Additionally, the variant was sought in all available family members (Fig. 1C). Analysis revealed that the proband's mother and maternal grandmother is also a heterozygous carrier of the variant. In DNA samples from all family members carrying the variant, an unusual ratio of the heterozygous variant peaks c.727C > T (wt/mut = 2/1) was observed. Thus, the mosaic state of the c.727C > T variant was not confirmed
The allelic imbalance observed in variants detected during WGS and Sanger sequencing in the proband prompted us to consider the presence of a duplication spanning the KANSL1 locus. Subsequent copy number variation (CNV) reanalysis of the WGS data confirmed the duplication of this region, delineated by approximate boundaries of chr17:44,165,260_44,651,550dup (156 kb). According to GnomAD, such a duplication is common and has a population frequency of approximately 20%. This common duplication encompasses exons 1 and 2 of the KANSL1 gene, including the region where the c.727C > T variant was identified. We hypothesized that the c.727C > T variant listed in the patient's WGS report is located not in the KANSL1 gene, but in its duplicated locus. This duplicated region of the gene is highly likely to be non-functional. To determine the expression of the duplicated KANSL1 locus, we designed a set of primers to amplify the mRNA locus of the KANSL1 gene spanning exons 1 to 3.
Figure 2. Diagram showing the layout of the KANSL1 gene, with the duplication region marked in blue. Primer locations for RNA analysis are indicated as F2-R3 and F2-R7. Sequencing chromatograms of the RT-PCR products are also provided.

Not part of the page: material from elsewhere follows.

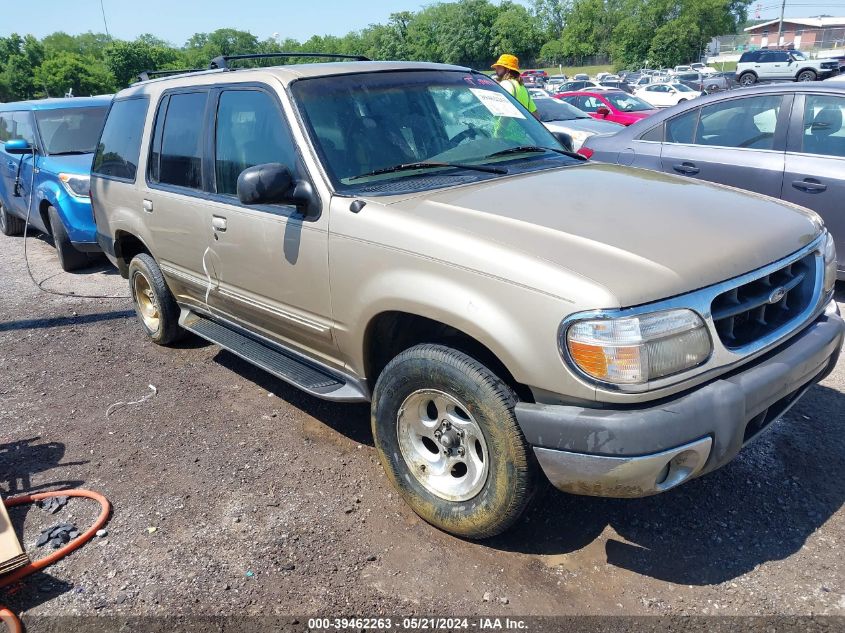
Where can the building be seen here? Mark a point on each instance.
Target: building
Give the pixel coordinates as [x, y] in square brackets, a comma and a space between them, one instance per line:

The boundaries of the locus were selected to ensure amplification occurs only from the main gene and not from the gene region included in the tandem duplication (Fig. 2). Sequencing of the RT-PCR product revealed that this mRNA locus is transcribed and contains the heterozygous c.727C > T variant.
A subsequent review of the duplication boundaries in the patient’s genome data indicated that the patient's duplication differs from the common duplication registered in gnomAD, as it includes exon 3 and part of intron 3. We developed a new PCR system to amplify the KANSL1 mRNA from exon 2 to exon 7. The analysis did not show the presence of the c.727C > T variant in the mRNA.

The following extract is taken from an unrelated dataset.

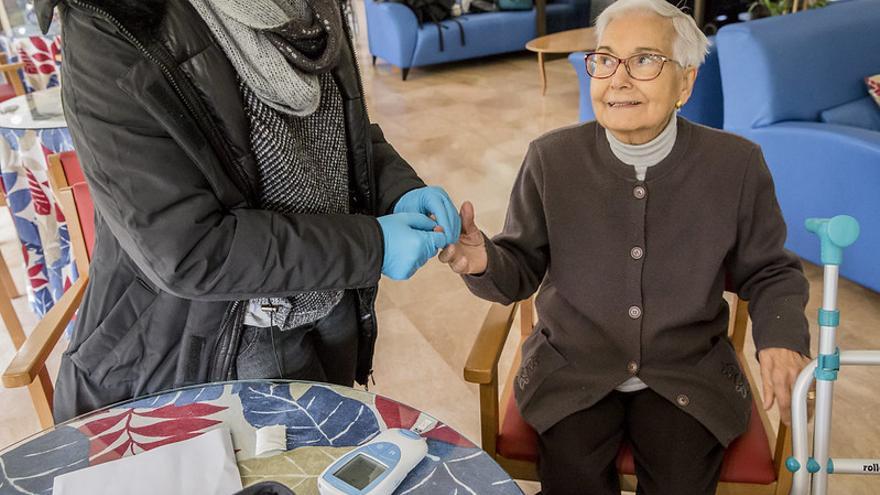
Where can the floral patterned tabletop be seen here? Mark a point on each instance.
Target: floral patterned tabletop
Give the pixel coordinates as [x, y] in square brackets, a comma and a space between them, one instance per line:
[323, 423]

Due to the complexity of the region, we were unable to determine the exact boundaries of the duplication on the DNA level. Based on coverage and allelic imbalance, we estimate its approximate boundaries to be chr17:44165365–44375856 with a size of 210 kb.
Thus, we demonstrated that the variant c.727C > T in the KANSL1 gene resides within a duplication of this gene and is non-functional, enabling us to classify it as benign. The variant was submitted in ClinVar (accession number SCV005049516).